Er kaufte sich eine Rikscha und hat beschlossen, sein Geld »halal« (rein) zu verdienen, also mit sauberen Geschäften. Durch eigene, harte Arbeit. Einmal wurde er von einer Taliban-Patrouille angehalten. Der Grund: Eine Frau war sein Fahrgast. »Mir wurde vorgeworfen, ein Zuhälter zu sein. Da habe ich getobt«, erzählt er heute. Nachdem den Kämpfern klar wurde, dass Murtasa einst einer von ihnen war, ließen sie ihn gehen. Die Abwendung Murtasas von den Taliban ist kein Einzelfall. Im gesamten Land haben sich Taliban-Kämpfer von ihren Führern entfremdet. Sie sehen, wie jene, die sie einst in den Krieg schickten, heute in klimatisierten Appartements leben, Range Rover fahren und teures Essen genießen, während vielen Fußsoldaten nicht einmal der reguläre Lohn ausgezahlt wird. Und sie fragen sich, warum sie ihre Mädchen nicht in die Schule oder ihre Frauen nicht zu einem männlichen Arzt schicken dürfen.
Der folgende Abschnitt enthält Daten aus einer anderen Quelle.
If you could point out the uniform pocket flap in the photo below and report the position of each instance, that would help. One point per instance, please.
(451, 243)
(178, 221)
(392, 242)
Der neue Bürgermeister von Masar-e Scharif lebt mit seiner vierzehnköpfigen Familie in einem modernen Hochhaus. Er und einige andere lokale Taliban-Köpfe sind die neuen Nachbarn von Hila Mohammadi und ihrer Familie. »Es gibt viele Probleme«, sagt einer ihrer Söhne. »Doch niemand traut sich, etwas zu sagen.« Einmal hätten die Frauen des Taliban-Bürgermeisters die Rohre verstopft, indem sie alle Essensreste in das Abflussrohr warfen. In den Gängen des Erdgeschosses würden seine Leibwächter manchmal mit dem Motorrad fahren. Die neuen Machthaber wirken oft maßlos.
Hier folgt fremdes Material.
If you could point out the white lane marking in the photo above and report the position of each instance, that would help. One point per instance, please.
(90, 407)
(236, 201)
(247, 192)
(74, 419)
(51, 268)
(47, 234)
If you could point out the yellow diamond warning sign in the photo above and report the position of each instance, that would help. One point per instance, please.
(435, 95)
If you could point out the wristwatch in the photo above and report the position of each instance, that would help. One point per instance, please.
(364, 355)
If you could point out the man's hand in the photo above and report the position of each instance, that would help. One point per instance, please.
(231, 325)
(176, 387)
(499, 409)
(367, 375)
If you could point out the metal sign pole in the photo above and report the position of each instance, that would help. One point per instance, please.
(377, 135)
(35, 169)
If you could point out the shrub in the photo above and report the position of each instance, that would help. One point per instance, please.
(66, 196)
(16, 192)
Für Aufsehen sorgte auch der Lebensstil jenes Taliban-Flügels im Golfemirat Katar, wo die Abzugsgespräche mit der Trump-Administration geführt und abgesegnet wurden. Die dortigen Taliban-Führer leben nicht nur im Luxus, sondern schicken ihre Töchter in moderne und säkulare Bildungseinrichtungen. Für sie gelten offenbar andere Regeln.
Rawze-ye Scharif, die bekannte blaue Moschee der Stadt, gehört zu den bekanntesten Pilgerstätten Afghanistans. Früher wurde sie von vielen Familien besucht. Kinder tollten umher, Frauen lachten, ruhten sich aus und machten Fotos. Jetzt schießen dort vor allem Taliban Selfies. Das Gelände der Moschee ist zur reinen Männerdomäne geworden. Frauen wird der Zugang meistens verweigert. Dasselbe gilt für öffentliche Parks. Der einstige Trubel hat abgenommen. Die Stimmung wirkt bedrückt.
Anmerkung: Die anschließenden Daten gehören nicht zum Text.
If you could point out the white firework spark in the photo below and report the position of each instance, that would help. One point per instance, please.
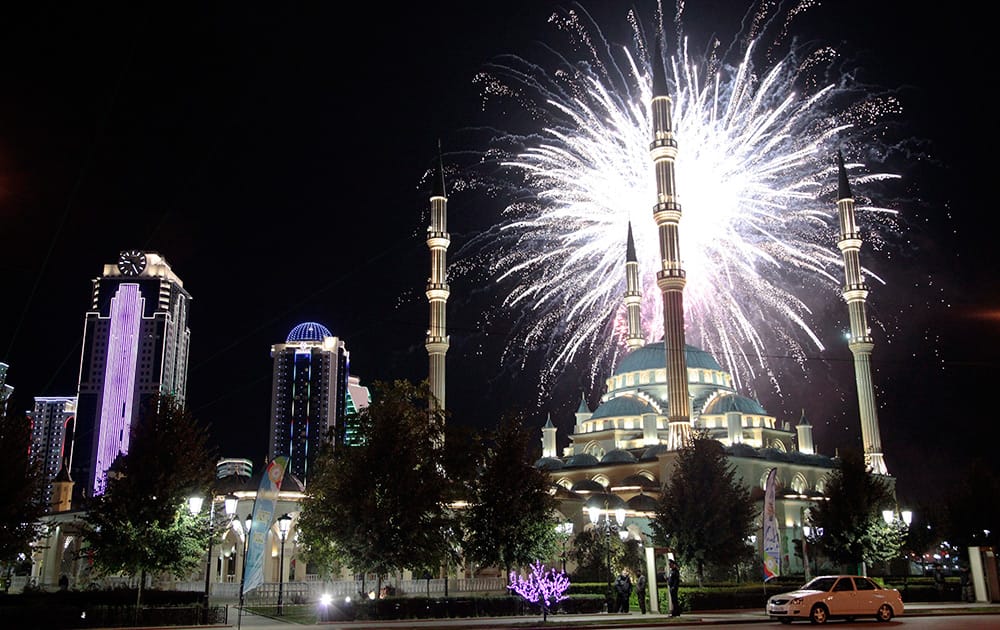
(755, 176)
Während die Taliban auch zum zweiten Jahrestag ihres »Erfolgs« gegen das US-Militär und die Nato die bestehende Sicherheit im Land loben, erwähnen sie nicht, dass für viele Angriffe und Bombenattentate die Extremisten selbst verantwortlich waren. »Was bringt mir diese vermeintliche Sicherheit, wenn ich hier als Frau keine Zukunft habe? Wenn meine Töchter nicht in die Schule gehen dürfen oder nicht studieren können?«, fragt Mohammadi. Der Begriff »Sicherheit« ist Teil des Taliban-Neusprechs geworden, während persönliche Freiheiten abgeschafft und eine totalitäre Diktatur aufgebaut werden.